Alea tidak sama sekali berniat untuk menyusul. Ia hanya menatap punggung Venny yang menjauh. Helaan napasnya terdengar begitu pelan. Bagaimana caranya agar ia membantu sahabatnya ini disaat hubungannya dengan dosen itu tidak pernah akur?
Matanya seketika melebar saat mengingat seseorang yang bekerja sebagai dokter kandungan di rumah sakit yang bernaung di bawah perusahaan Henderson.
David!
Ya, mungkin sepupunya itu bisa membantu sahabatnya ini.
•••
Alea memarkirkan mobilnya di basement gedung apartemen yang di huninya sejak kuliah. Ia tinggal sebatang kara. Ibunya lebih dulu menemui ajal, sedangkan ayahnya memilih untuk menikah lagi dengan mantan kekasihnya ketika kuliah dulu. Dan Alea tidak pernah menyukai ibu tirinya itu. Beda halnya dengan Venny yang masih memiliki orang tua lengkap namun memilih tinggal sendiri di apartemen.
Langkahnya terhenti saat tiba-tiba dua orang berbadan tinggi dan berjas hitam menghalangi jalannya.
“Minggir!” serunya datar masih tidak memakai emosi.
“Kami tidak akan pergi sebelum anda mengikuti kami, Nona”
Alea berdecak pelan. Ah sialan! Tampaknya ia harus berdrama kembali. Melirik sekitarnya cukup sepi, Alea kembali berjalan untuk mencari tempat ramai. Ia berpura-pura menjadi makhluk lemah tak berdaya. “Aku tidak mengenal kalian. Bagaimana mungkin aku mengikuti kalian?”
Kedua lelaki berkaca mata hitam itu hanya diam tak menjawab. Mengikuti langkah kaki Alea yang sangat kecil.
“Kenapa kalian tidak menjawabku?” tanyanya bingung dan memilih berhenti saat mereka berada di depan gedung apartemen. Alea mengangguk pelan saat menyadari bahwa ini sudah cukup ramai sehingga ia bisa kabur. Gadis itu berbalik sambil berkacak pinggang menatap dua manusia kaku di depannya. “Lupakan! Kalau begitu aku akan berteriak TOLONG!!! PENCULIK... TOLONG...”
Security yang berjaga segera berlari ke asal teriakan.
Alea langsung bersembunyi dibalik pilar besar. Ia tertawa terbahak-bahak melihat bagaimana dua manusia kaku itu terkejut saat orang-orang sudah mulai berkumpul mengerumuni mereka.

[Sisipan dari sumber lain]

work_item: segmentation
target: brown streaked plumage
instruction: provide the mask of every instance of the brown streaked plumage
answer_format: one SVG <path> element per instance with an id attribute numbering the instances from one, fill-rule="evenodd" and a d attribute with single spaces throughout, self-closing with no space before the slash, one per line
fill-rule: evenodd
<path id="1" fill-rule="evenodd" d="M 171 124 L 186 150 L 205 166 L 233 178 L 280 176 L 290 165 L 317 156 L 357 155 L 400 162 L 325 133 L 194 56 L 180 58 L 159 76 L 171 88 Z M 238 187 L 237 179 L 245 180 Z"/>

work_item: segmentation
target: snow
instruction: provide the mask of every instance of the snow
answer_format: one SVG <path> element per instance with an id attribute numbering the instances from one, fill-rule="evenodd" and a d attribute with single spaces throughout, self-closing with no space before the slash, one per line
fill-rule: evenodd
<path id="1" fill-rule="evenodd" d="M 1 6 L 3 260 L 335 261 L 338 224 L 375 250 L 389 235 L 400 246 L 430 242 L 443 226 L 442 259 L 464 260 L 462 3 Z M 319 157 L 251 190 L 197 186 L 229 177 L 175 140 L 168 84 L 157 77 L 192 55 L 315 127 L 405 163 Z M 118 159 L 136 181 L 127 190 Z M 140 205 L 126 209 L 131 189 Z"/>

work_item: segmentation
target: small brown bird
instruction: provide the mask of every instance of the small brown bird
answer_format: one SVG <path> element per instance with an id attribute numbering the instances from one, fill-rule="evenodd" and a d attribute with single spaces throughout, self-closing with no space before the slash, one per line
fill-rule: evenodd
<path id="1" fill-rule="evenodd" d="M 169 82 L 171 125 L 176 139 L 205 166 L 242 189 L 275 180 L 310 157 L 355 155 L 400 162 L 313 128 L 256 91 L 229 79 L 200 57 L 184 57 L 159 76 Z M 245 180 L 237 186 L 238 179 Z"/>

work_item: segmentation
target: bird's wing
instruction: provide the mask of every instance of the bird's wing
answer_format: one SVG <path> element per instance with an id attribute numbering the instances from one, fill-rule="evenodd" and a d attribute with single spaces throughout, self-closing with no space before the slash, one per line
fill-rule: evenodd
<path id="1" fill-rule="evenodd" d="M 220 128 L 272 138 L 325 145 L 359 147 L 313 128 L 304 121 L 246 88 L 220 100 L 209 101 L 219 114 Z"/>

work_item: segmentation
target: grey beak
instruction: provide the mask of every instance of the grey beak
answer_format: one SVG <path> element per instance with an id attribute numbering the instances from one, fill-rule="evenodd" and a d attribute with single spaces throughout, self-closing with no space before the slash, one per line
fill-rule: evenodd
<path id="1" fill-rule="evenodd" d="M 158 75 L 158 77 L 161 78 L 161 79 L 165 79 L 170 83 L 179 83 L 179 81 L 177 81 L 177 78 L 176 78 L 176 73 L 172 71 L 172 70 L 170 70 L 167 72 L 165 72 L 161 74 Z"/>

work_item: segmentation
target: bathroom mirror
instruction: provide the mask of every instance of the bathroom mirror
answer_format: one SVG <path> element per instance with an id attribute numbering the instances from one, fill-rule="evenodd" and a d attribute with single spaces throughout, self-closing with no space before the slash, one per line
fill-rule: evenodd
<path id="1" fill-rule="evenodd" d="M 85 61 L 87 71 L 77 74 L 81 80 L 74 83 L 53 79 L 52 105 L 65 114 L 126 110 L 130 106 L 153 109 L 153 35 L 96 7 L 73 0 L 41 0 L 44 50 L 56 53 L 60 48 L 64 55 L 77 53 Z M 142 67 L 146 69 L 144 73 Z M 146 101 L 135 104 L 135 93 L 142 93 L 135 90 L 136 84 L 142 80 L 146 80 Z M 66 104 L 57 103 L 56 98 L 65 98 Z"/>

Kedua lelaki itu langsung berlari ke dalam mobil dan mengumpat pelan.
“Lagi-lagi kita dikerjai!”
Osvald tak menjawab apapun yang Philip katakan. Ia hanya menatap tajam gedung apartemen yang di huni oleh gadis kecil tadi sebelum menyuruh Philip mengendarainya cepat. “Masih ada waktu lain kali.”
“Bagaimana ini? Apa yang akan kita katakan pada Mr. McRich?”
“Itu akan menjadi urusanku.” Osvald menyahut yakin karena tahu bahwa ia bisa memberi alasan untuk bos mereka.